Fitting Lots of Lines

You can see there are lots and lots of lines underneath our data points. You can also see that there are more lines towards the middle of our data and fewer lines towards the edges of our data. The density of the lines (how closely they are packed together) represents the relatively likelihood of different outcomes.

Let’s look again at the situation where the ALP wins the two-party preferred vote by 4%. I’ve drawn a dashed line through this point on the graph above. Below, I’ve drawn a plot that represents the frequency of outcomes along that dashed line.

What happens when ALP wins TPP by 4%?

The most likely outcome when the ALP wins the two-party preferred vote by 4% is the ALP winning 5% to 7% more seats than the Coalition. This matches well with out line of best fit estimate of 6.2%. However, we also have a much clearer idea of the range of possible outcomes. There’s a ~14% chance the ALP wins by more than double that winning 14% more seats than the Coalition. I calculated this by adding all the height of all the bars further to the left than +14% ALP together. If we add all the blue bars on the right together we can see there’s an almost 20% chance the Coalition win more seats than the ALP. This is calculated by adding all the blue bars together.

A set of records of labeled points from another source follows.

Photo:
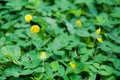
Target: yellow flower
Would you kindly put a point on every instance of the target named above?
(99, 39)
(72, 65)
(98, 31)
(28, 17)
(78, 22)
(43, 55)
(35, 29)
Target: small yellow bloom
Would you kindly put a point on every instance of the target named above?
(28, 17)
(99, 39)
(72, 65)
(98, 31)
(78, 22)
(43, 55)
(35, 29)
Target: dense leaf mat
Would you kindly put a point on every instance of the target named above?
(59, 39)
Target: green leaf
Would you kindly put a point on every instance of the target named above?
(13, 71)
(26, 72)
(11, 52)
(105, 70)
(75, 77)
(55, 65)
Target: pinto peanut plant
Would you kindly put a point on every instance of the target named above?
(59, 39)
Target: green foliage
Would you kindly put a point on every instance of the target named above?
(62, 38)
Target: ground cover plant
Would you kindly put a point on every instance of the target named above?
(59, 39)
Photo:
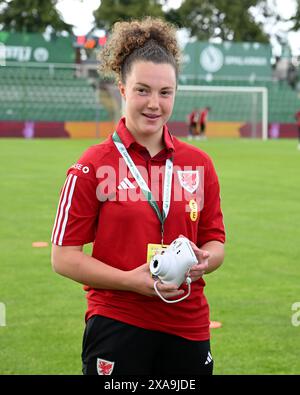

In summary, we plotted the same data three times and analysed it two different ways. Once using a line of best fit and once using “Bayesian linear regression”. Using Bayesian linear regression we can get a clear idea of the uncertainty in our forecast. Everything we’ve talked about in this article has assumed we know what the two-party preferred vote is. I’ve used ALP 52%, Coalition 48% throughout. The problem is, we don’t know the two-party preferred vote until election day. To make a forecast before an election, we have to estimate the two-party preferred vote using opinion polls. This might be the most exciting part of the forecast and I’ll describe it in part three.